If the Braves paid Folty a front-loaded deal, meaning the more expensive years were on the front side of the contract, I think the Braves could create another Julio-type gold mine. Five years for $37 Million is roughly $7.4M a year. This sounds expensive compared to the $2.3M he could make this year, but if you balance it all out and Foltynewicz hits as a true #2 or #3 innings eater, you have struck gold. On top of this, if the Braves front-load the contract so they pay him the most now, while they have some payroll flexibility, it allows them to absorb the cost and manage the risk of the contract in years to come. 

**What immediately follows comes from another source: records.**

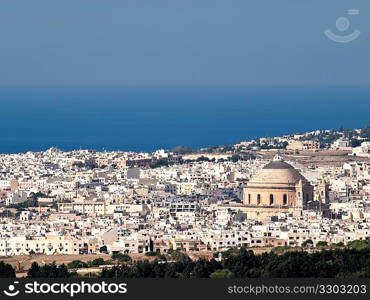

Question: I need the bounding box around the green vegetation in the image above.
[270,246,295,254]
[241,141,288,151]
[0,261,16,278]
[167,249,191,262]
[302,239,314,247]
[209,269,234,278]
[4,241,370,278]
[101,245,370,278]
[67,260,88,269]
[301,131,341,147]
[316,241,328,247]
[67,258,111,269]
[7,192,48,211]
[172,146,195,155]
[351,139,362,147]
[213,247,239,259]
[8,198,38,210]
[347,240,370,251]
[27,262,72,278]
[150,158,169,168]
[111,253,132,262]
[196,156,213,162]
[99,245,108,253]
[302,126,370,148]
[360,126,370,140]
[145,251,160,257]
[0,210,16,218]
[259,141,288,150]
[88,258,108,267]
[230,154,241,162]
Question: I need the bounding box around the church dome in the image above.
[249,160,308,185]
[243,155,314,213]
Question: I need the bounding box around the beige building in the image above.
[287,140,320,150]
[58,200,106,215]
[242,156,313,220]
[0,235,82,256]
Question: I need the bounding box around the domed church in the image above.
[242,155,313,220]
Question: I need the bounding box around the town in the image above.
[1,126,370,265]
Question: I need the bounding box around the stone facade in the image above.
[242,156,313,220]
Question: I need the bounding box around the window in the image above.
[257,194,261,205]
[248,194,251,205]
[283,194,288,205]
[269,194,274,205]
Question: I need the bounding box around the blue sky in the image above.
[0,0,368,86]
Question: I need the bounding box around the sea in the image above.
[0,85,369,154]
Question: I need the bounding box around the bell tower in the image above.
[317,179,329,204]
[295,179,304,209]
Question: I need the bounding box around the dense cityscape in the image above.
[1,126,370,277]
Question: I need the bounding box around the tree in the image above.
[0,261,16,278]
[88,258,106,267]
[28,262,40,277]
[99,245,108,253]
[360,126,370,140]
[168,250,191,262]
[111,253,132,262]
[145,251,159,257]
[67,260,88,269]
[150,158,169,168]
[191,259,215,278]
[230,154,241,162]
[0,210,15,218]
[196,156,210,162]
[347,240,370,251]
[262,252,314,277]
[271,246,293,254]
[302,239,314,247]
[210,269,234,278]
[351,139,362,147]
[214,247,244,260]
[16,241,370,278]
[98,244,370,278]
[27,262,71,278]
[172,146,194,155]
[316,241,328,247]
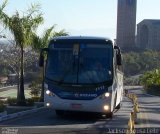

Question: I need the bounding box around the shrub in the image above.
[31,96,40,102]
[6,97,41,106]
[29,81,41,97]
[0,100,5,112]
[7,97,17,106]
[140,69,160,96]
[26,98,34,106]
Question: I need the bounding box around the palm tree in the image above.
[32,25,68,102]
[0,0,44,105]
[32,25,68,51]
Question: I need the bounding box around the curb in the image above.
[0,107,45,122]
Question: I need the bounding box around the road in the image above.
[0,97,132,134]
[126,86,160,128]
[0,87,160,134]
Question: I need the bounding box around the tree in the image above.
[32,25,68,102]
[0,0,44,105]
[32,25,68,52]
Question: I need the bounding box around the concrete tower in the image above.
[116,0,137,51]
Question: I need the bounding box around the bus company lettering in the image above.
[74,93,97,97]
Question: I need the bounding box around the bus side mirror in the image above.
[114,46,122,66]
[117,53,122,66]
[39,48,48,67]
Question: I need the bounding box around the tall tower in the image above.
[116,0,137,51]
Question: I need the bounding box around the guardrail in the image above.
[125,90,140,134]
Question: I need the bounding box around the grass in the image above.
[0,89,31,98]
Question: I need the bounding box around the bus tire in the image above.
[55,110,64,116]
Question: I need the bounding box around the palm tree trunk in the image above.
[17,45,26,105]
[39,65,45,102]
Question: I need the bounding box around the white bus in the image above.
[39,36,123,117]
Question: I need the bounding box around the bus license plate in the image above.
[71,104,82,109]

If you look at the state of contracts in MLB in the last 5 years, you will see what I mean. In 2012, the average MLB salary was $3.21Million; in 2017, $4.47 Million. Those numbers don’t sound too far apart, but when you look at it through another lens that is an increase across the board of nearly 72% (stats from Statista). That is insane. Next offseason, arguably the best class of free agents to ever hit the open market will do so, and there is little doubt that average salary numbers are going to continue to skyrocket. If I told you that I could sign a player for about 25% over his current value for the next 5 years that sounds silly, but if I then explained that across the board salaries were going to go up 75% so that at a minimum you were looking at a 50% savings by the end of the contract, I think you would sign up in a heartbeat and that’s the basis of my argument.

Of course the fear is, what if Foltynewicz is a bust? The Atlanta Braves paid R.A. Dickey $7.5M last year at age 42 to pitch for them and be mediocre at best. They paid Bartolo Colon $12M at 43 years old to be complete trash for them. I would much rather see a guy like Folty working through bumps with a chance to build value while eating innings, than guys from a nursing home trying to pad their retirement fund with zero chance of them creating future value.  

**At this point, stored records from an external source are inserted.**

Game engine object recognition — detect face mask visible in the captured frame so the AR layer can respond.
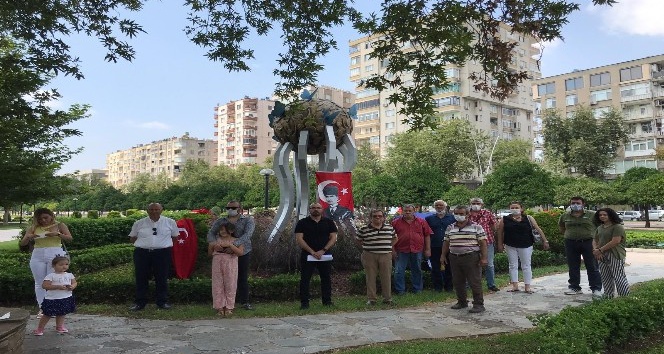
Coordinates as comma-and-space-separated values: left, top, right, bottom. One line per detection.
470, 205, 481, 211
227, 209, 239, 217
510, 208, 521, 215
454, 215, 466, 222
570, 204, 583, 211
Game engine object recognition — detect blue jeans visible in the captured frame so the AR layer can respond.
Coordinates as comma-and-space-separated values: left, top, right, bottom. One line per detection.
394, 252, 423, 294
565, 238, 602, 291
485, 243, 496, 288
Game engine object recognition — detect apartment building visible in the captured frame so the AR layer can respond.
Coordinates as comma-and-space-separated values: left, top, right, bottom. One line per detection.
533, 54, 664, 177
73, 169, 108, 184
106, 133, 216, 188
215, 97, 275, 167
349, 26, 541, 160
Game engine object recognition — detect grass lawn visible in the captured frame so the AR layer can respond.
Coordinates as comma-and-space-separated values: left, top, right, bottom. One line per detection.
0, 223, 23, 230
0, 239, 19, 252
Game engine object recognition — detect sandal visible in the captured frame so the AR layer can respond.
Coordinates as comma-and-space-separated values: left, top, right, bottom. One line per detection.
507, 288, 520, 292
525, 289, 535, 294
226, 309, 233, 316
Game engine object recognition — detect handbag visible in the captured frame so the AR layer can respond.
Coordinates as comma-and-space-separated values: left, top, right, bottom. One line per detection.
526, 215, 542, 244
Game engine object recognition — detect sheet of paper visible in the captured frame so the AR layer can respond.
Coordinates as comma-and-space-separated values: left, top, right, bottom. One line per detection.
306, 254, 333, 262
0, 312, 10, 320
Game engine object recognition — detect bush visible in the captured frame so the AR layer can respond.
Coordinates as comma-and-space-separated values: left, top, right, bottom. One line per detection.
72, 211, 82, 218
529, 210, 564, 254
124, 209, 141, 217
107, 211, 122, 218
87, 210, 99, 219
68, 244, 134, 274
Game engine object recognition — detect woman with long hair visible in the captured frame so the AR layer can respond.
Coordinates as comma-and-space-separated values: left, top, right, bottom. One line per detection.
592, 208, 629, 298
496, 201, 549, 293
19, 208, 73, 318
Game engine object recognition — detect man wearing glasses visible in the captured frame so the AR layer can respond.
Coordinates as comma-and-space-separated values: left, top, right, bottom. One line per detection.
129, 203, 179, 311
355, 209, 397, 305
207, 200, 256, 310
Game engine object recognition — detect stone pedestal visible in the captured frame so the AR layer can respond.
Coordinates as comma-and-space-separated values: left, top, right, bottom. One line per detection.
0, 307, 30, 354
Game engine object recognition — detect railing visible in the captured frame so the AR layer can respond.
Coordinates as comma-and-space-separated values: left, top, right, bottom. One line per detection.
620, 93, 652, 103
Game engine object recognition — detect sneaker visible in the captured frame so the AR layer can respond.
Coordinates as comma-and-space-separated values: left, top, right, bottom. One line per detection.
366, 300, 376, 305
469, 305, 486, 313
450, 302, 468, 310
242, 303, 254, 310
33, 328, 44, 336
56, 326, 69, 334
592, 290, 603, 298
564, 289, 583, 295
488, 286, 500, 292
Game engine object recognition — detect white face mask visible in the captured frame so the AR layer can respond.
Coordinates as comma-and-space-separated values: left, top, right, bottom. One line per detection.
470, 205, 481, 211
510, 208, 521, 215
454, 215, 466, 222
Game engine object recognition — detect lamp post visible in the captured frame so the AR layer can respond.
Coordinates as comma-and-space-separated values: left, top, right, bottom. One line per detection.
259, 168, 275, 209
73, 198, 78, 214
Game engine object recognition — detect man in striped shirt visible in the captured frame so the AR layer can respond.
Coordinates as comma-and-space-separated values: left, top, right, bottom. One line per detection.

The other thing about Folty is this – his stuff is still really good.  He is not a very cerebral pitcher. He’s not going to out-think too many guys, he’s not Greg Maddux and he’s not going to set you up in the first because he’s got a plan of attack for you in the seventh. But his fastball is legit. Let’s say he bombs out as a starter. A guy that can throw 98 in the 8th on his 106th pitch can easily touch 100 if you move him to the bullpen to throw 20 pitches. Not to mention a bullpen role would allow him to narrow his pitches to a smaller mix, and only face hitters one time. (Mike’s stats currently seriously suffer his second and third time through the lineup).  

If Folty busts out and is forced into the pen, the contract still isn’t trash (especially if you front load it). If he develops into a top-tier reliever, you might still have a golden contract; if a mid-level reliever, he might be slightly overpaid, but at the rate of inflation in Major League contracts, even that is doubtful. If he is a total bust, then sure the contract stings, but at the end of the day it’s $37M over 5 years. This isn’t the biggest financial hit this team would have taken by a longshot (see Melvin Upton, Dan Uggla, Matt Kemp, etc).

For mid-market teams, you have to take gambles to make up the gap in money. The Braves have made some really smart financial gambles over the years, like Teheran, Freeman, and Inciarte. I think Mike Foltynewicz should be another one. He’s not perfectly ripened, he’s still a little green in places standing in the field, and there is a risk he won’t be quite as good as the hay down the street, but sometimes you have to mow the hay and bale it while it isn’t raining before it’s perfectly mature. I don’t know if Foltynewicz should be in the Braves rotation 3 years from now, or even in their bullpen, or even on the team, but what I do know is that if you make hay while the sun shines you’re more likely to feed the cows come winter. And if the Braves sign Folty to a long-term deal, they’re more likely to enjoy the value that contract creates than to regret the minimal risk associated with it.